Im Jahr 2014 berichteten Medien über den abenteuerlichen Ausflug des britischen Rentners Bernard Jordan, der bei näherer Betrachtung eine schelmische Komponente aufweist und keine übermäßige Dramatik. Die Kunst bestand nun darin, den Stoff für einen Kinofilm dramatisch aufzubereiten. Der Drehbuchautor ging klassisch vor. Er teilt die Handlung in drei Stränge auf, setzt auf ausgeschmückte Fakten und zeigt denkbare Szenen. Eine Charakterstudie hat er nicht im Sinn.

Das ergibt ein stark entschleunigtes Drama, das Michael Caine am Rollator durch Brighton und Frankreich schlurfen lässt. Hindernisse muss Caine als Bernard Jordan keine aus dem Weg räumen. Er kauft eine Fahrkarte und die restlichen Herausforderungen löst der Zufall, indem er Arthur kennenlernt, der einen Freund sucht, und der es Bernard ermöglicht, die Reise mit wenig Geld zu finanzieren. Was auch dem Drehbuch weitere Erklärungen erspart. Fürs Publikum bedeutet es, dass das Abenteuer wenig abenteuerlich verläuft. Die Handlung schließt die zu erwartenden Szenen ein. Die Veteranen sprechen über alte Zeiten, es findet ein Besuch auf dem Soldatenfriedhof statt und Krieg als solcher wird als sinnlos entlarvt. Überraschend ist der Moment der Völkerverständigung. Unverständlich bleibt, warum Bernard im Jahr 2014 nicht auf die Idee kommt, seine Ehefrau anzurufen, etwa um zu sagen, dass es ihm gutgeht. Diese Vernachlässigung passt nicht so recht ins Bild der überaus romantischen Liebe des Paares.

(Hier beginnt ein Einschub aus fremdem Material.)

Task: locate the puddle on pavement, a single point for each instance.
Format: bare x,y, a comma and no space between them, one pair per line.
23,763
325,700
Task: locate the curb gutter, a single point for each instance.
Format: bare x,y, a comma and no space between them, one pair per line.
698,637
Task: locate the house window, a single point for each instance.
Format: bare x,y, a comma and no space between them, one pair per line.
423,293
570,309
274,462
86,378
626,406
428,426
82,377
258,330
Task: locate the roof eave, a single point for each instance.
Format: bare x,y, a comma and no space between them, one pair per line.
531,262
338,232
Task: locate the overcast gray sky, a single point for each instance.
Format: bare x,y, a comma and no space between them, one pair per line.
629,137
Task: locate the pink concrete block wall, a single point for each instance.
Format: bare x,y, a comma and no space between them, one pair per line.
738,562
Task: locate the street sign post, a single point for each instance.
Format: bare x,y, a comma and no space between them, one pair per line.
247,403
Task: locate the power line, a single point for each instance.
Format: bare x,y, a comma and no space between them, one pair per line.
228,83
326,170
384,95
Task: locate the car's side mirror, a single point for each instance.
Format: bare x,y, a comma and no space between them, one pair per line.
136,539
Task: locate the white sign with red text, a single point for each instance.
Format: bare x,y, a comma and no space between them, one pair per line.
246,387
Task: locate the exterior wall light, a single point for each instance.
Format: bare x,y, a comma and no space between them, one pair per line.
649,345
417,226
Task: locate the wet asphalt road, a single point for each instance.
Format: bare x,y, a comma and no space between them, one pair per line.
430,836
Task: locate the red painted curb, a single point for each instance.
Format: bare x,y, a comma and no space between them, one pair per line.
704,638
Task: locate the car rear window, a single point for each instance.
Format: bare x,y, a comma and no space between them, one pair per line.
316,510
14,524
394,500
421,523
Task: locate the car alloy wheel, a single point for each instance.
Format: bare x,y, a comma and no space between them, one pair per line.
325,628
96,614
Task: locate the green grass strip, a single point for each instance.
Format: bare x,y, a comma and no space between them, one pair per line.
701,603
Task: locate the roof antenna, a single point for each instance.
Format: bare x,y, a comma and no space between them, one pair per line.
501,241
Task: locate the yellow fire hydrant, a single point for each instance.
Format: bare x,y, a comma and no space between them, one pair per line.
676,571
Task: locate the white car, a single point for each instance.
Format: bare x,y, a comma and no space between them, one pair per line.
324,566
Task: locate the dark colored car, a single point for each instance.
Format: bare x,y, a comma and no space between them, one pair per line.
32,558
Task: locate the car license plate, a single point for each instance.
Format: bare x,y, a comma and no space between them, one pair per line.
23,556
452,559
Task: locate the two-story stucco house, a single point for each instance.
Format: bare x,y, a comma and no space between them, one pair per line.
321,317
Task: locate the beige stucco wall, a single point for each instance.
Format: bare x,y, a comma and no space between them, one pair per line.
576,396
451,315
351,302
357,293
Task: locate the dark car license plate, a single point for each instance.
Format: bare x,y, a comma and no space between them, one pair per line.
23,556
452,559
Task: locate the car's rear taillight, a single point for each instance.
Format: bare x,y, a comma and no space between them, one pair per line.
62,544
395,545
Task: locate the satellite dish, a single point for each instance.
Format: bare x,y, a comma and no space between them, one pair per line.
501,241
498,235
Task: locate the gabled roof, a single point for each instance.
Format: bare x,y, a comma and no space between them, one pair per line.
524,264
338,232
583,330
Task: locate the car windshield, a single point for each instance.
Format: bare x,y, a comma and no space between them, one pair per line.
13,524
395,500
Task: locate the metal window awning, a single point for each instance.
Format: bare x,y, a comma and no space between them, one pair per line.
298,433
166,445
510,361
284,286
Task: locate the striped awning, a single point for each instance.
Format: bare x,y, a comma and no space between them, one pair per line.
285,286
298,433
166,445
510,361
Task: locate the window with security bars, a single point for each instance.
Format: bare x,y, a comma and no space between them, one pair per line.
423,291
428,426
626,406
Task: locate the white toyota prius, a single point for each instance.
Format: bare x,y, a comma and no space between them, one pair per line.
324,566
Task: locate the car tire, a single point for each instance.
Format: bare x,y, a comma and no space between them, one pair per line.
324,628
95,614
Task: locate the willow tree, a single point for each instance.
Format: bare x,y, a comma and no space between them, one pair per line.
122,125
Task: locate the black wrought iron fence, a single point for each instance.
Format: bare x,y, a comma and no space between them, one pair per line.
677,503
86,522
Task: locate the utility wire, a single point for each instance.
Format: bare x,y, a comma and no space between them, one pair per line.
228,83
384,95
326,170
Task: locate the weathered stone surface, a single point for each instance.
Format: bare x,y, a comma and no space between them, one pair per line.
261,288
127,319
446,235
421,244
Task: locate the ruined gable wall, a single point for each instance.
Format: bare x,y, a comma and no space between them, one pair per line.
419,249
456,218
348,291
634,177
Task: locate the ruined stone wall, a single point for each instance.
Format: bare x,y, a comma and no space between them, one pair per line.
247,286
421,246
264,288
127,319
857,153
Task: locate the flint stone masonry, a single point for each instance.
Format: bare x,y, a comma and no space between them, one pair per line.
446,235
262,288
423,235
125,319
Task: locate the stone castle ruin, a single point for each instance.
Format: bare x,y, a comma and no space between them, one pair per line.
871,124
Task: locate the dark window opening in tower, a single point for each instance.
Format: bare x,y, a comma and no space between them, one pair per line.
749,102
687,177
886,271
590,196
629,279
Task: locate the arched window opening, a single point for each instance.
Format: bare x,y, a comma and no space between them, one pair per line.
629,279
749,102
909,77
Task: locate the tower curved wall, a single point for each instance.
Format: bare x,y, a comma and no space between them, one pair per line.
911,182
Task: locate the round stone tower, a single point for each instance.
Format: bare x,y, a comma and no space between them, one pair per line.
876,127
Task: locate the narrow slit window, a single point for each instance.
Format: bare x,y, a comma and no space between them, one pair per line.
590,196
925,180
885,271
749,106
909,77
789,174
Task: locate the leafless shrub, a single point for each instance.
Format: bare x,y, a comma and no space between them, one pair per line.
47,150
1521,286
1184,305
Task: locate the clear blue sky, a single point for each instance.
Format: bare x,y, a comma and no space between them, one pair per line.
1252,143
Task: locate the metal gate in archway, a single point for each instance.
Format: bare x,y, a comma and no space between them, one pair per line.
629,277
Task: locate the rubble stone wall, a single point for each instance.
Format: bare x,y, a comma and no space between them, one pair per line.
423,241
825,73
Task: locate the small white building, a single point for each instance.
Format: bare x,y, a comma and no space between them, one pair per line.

Während Bernard in Frankreich weilt, hängt die Ehefrau in Großbritannien im Altersheim ihren Gedanken nach, es wird die romantische und über mehr als sechs Jahrzehnte andauernde Liebe in ihren Anfängen gezeigt. Die Bilder sind klassisch: Das Paar tanzt zu Swing, schaut einen Sonnenaufgang an.

Der dritte Handlungsstrang lässt bei Bernard Erinnerungen an den Zweiten Weltkrieg aufleben, die ihn bis in die Gegenwart verfolgen.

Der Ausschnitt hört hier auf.